2. Verminderen administratieve lasten
Vervolgens pleiten Verenso en de NVAVG voor het verminderen van administratieve lasten, door meer maatwerk mogelijk te maken binnen het Wzd stappenplan. Daarmee hoeft het bijvoorbeeld niet voor de hand te liggen om dezelfde zware procedure in te zetten voor lichtere vormen van onvrijwillige zorg ten opzichte van zware vormen. Verenso en de NVAVG stellen ook voor om de mogelijkheid te geven om een externe deskundige uit de eigen organisatie in te schakelen, mits deze minimaal 1 jaar niet bij de zorg betrokken is (vergelijkbaar met de eisen voor de arts die een medische verklaring mag opstellen). De beide beroepsverenigingen vinden dat we terug moeten naar de intentie van de wet waarbij de patiënt weer voorop staat. De komende tijd zal, ook op verzoek van VWS, worden benut om kritisch te verkennen waar het stappenplan vereenvoudigd en/of versoepeld kan worden.

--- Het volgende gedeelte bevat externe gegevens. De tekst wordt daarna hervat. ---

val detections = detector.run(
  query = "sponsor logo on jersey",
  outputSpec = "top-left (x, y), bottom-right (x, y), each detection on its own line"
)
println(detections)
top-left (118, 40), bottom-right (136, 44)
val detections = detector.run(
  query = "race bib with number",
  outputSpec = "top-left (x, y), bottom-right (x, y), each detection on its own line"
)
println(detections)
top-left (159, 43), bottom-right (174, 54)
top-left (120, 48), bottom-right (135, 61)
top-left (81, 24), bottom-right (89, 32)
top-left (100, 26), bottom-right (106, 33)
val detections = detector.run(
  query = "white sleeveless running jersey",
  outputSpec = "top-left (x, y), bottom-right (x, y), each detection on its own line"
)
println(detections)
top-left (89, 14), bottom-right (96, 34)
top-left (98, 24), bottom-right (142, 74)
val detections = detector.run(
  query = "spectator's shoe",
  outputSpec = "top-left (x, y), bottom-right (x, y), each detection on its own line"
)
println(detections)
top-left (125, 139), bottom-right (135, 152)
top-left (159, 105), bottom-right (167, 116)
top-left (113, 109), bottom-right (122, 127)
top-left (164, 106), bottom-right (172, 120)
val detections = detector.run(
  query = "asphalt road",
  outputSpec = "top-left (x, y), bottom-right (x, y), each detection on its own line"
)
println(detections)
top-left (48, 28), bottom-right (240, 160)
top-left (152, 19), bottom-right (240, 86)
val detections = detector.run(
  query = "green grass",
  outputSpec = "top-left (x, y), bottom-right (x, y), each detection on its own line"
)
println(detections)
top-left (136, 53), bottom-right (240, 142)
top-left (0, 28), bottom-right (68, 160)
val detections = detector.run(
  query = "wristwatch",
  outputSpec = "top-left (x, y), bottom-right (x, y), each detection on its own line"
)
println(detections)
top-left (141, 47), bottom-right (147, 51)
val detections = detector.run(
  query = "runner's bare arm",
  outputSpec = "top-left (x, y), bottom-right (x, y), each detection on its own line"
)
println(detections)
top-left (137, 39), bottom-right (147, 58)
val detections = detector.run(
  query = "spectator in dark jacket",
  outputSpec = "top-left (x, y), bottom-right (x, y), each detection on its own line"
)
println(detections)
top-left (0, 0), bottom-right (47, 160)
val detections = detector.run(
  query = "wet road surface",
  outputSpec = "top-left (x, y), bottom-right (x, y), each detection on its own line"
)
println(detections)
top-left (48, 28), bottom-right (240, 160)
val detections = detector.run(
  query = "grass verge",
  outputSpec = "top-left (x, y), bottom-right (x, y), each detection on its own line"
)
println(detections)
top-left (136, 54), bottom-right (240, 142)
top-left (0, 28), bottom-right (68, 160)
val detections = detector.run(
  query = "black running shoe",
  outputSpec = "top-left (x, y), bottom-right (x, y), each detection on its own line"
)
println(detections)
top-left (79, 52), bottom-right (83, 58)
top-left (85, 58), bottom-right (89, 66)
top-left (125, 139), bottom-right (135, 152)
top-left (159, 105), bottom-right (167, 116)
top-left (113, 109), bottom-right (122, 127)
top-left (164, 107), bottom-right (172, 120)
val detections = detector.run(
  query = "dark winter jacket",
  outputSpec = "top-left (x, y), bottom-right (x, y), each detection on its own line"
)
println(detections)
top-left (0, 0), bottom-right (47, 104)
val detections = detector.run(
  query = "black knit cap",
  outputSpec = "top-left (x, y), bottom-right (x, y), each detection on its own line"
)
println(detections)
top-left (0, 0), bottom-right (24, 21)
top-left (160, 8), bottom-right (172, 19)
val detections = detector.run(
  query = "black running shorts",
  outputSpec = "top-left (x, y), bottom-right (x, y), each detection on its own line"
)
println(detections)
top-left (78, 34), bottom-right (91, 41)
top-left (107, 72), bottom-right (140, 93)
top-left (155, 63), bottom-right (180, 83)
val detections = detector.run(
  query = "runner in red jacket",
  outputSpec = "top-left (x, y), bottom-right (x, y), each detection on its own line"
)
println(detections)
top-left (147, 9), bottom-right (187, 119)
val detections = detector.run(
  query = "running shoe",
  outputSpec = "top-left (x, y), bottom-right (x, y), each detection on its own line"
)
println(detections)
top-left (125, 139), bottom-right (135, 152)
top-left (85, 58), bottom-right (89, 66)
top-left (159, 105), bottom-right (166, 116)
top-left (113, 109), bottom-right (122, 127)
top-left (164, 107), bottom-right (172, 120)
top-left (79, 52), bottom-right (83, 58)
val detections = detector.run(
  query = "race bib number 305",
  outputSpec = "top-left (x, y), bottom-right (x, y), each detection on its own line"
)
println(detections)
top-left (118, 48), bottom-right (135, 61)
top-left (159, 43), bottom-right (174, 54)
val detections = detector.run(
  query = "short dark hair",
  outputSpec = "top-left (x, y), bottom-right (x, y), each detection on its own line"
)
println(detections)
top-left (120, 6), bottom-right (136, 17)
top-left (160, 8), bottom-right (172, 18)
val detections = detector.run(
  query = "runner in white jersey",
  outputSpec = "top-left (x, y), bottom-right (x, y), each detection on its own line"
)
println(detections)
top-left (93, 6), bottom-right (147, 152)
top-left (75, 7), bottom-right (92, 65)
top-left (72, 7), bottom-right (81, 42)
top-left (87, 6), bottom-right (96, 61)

Overweeg één wettelijke regeling met eenvoudige procedures
en minimale administratieve lasten
Verenso en de NVAVG hebben in juni dit jaar in het kader van de Reparatiewet voor de Wzd gewezen op het verminderen van administratieve lasten voor specialisten ouderengeneeskunde en artsen voor verstandelijk gehandicapten. Op verschillende punten heeft dit effect gehad, doordat de Tweede Kamer diverse amendementen heeft aangenomen die de uitvoerbaarheid op onderdelen verlicht. Een daarvan betreft het amendement dat de extern deskundige weliswaar onafhankelijk moet zijn -dus niet de behandelend arts- maar deze binnen de eigen zorgorganisatie gezocht mag worden. Als ook de Eerste Kamer hiermee instemt, zal deze aanpassing ingevoerd worden.

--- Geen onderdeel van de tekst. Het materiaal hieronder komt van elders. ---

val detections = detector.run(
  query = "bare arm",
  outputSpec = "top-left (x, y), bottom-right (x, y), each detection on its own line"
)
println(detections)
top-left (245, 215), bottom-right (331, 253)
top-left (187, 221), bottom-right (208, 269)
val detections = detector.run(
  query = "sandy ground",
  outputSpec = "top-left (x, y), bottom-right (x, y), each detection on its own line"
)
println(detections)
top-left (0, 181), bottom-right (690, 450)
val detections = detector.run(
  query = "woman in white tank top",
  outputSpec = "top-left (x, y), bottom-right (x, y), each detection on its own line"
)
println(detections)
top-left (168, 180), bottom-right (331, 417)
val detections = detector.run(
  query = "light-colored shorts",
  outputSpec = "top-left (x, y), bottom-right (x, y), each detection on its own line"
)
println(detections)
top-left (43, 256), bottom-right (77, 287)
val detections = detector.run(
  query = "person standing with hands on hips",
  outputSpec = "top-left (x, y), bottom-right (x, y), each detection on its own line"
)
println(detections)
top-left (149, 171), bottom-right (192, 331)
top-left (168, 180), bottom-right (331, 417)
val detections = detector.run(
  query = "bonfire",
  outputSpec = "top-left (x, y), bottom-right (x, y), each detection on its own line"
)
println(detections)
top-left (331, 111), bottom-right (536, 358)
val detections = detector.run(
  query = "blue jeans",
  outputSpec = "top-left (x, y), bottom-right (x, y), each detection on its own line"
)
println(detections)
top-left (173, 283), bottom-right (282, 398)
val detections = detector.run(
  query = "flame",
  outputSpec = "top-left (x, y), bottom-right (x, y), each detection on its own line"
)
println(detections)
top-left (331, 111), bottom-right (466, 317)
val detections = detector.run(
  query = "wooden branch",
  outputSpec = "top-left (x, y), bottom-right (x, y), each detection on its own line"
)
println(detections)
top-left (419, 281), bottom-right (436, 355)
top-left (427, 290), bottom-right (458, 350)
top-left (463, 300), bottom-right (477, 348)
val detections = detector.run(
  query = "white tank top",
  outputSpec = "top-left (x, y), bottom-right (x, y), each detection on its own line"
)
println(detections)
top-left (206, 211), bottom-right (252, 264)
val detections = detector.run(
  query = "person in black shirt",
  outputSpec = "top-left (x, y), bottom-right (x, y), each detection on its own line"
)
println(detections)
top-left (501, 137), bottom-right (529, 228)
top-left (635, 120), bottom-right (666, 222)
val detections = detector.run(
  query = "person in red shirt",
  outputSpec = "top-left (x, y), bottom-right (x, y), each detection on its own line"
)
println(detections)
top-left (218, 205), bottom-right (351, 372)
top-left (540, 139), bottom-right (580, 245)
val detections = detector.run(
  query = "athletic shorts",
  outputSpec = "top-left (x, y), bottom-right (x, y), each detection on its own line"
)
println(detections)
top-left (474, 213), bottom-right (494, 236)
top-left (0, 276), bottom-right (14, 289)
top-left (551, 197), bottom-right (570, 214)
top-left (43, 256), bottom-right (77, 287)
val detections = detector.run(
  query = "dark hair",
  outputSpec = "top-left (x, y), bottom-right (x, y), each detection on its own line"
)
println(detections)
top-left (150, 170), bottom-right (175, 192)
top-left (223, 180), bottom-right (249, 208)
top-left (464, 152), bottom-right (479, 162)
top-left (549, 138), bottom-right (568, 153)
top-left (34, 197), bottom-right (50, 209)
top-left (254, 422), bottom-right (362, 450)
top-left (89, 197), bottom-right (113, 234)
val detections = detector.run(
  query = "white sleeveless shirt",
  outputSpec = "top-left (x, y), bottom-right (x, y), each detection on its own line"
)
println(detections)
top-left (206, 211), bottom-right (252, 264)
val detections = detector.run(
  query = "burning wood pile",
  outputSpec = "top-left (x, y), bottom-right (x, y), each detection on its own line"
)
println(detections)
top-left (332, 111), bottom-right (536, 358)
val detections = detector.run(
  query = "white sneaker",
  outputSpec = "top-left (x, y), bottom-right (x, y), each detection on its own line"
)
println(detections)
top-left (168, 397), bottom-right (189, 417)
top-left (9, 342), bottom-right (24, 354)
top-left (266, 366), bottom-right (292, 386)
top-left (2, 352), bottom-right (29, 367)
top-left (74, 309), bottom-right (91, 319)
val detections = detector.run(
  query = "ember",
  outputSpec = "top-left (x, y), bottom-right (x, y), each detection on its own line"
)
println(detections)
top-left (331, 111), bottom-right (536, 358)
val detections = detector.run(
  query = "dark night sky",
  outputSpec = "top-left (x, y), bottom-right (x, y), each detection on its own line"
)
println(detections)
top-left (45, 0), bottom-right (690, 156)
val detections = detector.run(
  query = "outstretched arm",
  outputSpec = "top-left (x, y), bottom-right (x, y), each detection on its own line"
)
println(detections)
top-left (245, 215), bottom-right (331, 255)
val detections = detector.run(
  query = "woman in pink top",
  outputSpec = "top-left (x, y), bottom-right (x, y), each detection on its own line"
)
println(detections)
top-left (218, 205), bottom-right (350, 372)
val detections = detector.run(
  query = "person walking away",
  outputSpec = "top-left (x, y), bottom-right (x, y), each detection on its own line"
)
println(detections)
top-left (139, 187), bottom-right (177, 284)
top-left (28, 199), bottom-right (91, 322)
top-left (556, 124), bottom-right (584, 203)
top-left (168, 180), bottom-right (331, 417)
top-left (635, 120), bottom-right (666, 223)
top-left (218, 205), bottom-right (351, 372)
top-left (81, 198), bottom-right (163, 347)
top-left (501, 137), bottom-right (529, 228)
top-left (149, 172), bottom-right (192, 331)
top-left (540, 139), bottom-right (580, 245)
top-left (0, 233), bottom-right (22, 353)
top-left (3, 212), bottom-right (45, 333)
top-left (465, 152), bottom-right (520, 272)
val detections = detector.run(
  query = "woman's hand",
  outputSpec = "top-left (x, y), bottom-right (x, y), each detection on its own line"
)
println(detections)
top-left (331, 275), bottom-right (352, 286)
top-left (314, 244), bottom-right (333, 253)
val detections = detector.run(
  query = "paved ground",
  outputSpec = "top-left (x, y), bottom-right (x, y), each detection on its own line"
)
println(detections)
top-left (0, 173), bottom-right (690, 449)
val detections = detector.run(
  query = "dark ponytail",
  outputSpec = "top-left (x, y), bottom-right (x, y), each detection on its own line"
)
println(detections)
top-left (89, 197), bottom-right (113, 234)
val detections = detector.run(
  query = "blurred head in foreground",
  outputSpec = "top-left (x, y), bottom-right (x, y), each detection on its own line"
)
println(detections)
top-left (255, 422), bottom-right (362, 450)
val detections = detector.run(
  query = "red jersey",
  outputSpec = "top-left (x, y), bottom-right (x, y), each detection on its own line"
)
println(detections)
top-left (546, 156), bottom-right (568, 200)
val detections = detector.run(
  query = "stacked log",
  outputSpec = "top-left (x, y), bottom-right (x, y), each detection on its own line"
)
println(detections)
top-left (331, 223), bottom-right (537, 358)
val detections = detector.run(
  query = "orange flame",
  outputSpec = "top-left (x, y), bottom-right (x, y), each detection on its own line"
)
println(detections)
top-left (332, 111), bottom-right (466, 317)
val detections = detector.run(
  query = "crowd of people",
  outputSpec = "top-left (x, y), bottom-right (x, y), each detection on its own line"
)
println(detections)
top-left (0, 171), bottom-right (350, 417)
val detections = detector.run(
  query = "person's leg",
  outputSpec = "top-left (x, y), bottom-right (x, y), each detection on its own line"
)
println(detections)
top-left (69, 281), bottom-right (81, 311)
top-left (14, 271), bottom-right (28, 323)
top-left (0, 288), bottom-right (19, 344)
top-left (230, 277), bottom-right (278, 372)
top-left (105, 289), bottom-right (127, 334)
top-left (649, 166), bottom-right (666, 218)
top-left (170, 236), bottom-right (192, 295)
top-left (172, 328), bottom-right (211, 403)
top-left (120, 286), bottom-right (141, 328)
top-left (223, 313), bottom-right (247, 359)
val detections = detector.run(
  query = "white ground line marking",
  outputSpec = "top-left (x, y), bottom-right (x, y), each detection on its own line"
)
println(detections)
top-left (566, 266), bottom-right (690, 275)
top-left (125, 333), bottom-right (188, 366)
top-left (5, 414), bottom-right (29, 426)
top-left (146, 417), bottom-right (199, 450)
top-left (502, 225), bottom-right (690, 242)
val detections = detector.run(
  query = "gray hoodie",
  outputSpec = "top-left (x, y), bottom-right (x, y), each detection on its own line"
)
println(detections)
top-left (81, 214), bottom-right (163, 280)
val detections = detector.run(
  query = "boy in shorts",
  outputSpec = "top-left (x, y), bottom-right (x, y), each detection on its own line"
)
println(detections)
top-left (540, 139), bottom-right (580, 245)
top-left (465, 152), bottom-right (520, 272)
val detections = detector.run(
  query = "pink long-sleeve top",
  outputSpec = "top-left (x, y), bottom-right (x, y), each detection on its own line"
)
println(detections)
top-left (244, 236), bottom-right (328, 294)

3. Randvoorwaarden voor ambulante toepassing
Voor het knelpunt van de ambulante toepassing hebben Verenso en de NVAVG al meerdere malen aangegeven dat het noodzakelijk is om eerst de hier bovengenoemde randvoorwaarden op orde te krijgen voor de Wzd verantwoord toegepast kan worden in de ambulante setting.
4. Heldere verantwoordelijkheidsstructuur
Als vierde roepen Verenso en de NVAVG op om versnippering van verantwoordelijkheden te voorkomen en tot een heldere verantwoordelijkheidsstructuur te komen.
5. Duidelijke procedures RM en IBS
Om onnodige RM en IBS -procedures te voorkomen vinden Verenso en de NVAVG dat er een duidelijke procedure ontwikkeld moet worden waarbij standaard het oordeel van de behandeld arts vooraf wordt meegewogen. Nu wordt alleen het oordeel van de arts die de medische verklaring afgeeft meegewogen. Dan is de RM-procedure echter al ingezet, dus dat is te laat. Verenso en de NVAVG zijn momenteel samen met V&VN in constructief overleg met het CIZ om tot oplossingen te komen voor ervaren knelpunten.
6. Gegevensuitwisseling extern deskundige opnemen
Daarnaast zou gegevensuitwisseling met een externe deskundige expliciet vermeld moeten worden in artikel 10 lid 9.
7. Duidelijker onderscheid tussen Wzd en WGBO
Tenslotte moet, volgens Verenso en de NVAVG, de grens tussen de Wzd en WGBO duidelijker worden omschreven in de wet.
Verenso en de NVAVG blijven erop aandringen dat bovenstaande knelpunten en verbeterpunten die zij hebben aangedragen in het kader van de wetsevaluatie meegenomen worden in de komende reparatiewetgeving. Eind 2021 zal naar verwachting het rapport van de wetsevaluatie worden opgeleverd. Verenso en de NVAVG hebben de input hiervoor al aangeleverd door bovengenoemde knelpunten en oplossingsrichtingen aan te dragen en zullen dat samen met andere veldpartijen dit jaar ook blijven doen.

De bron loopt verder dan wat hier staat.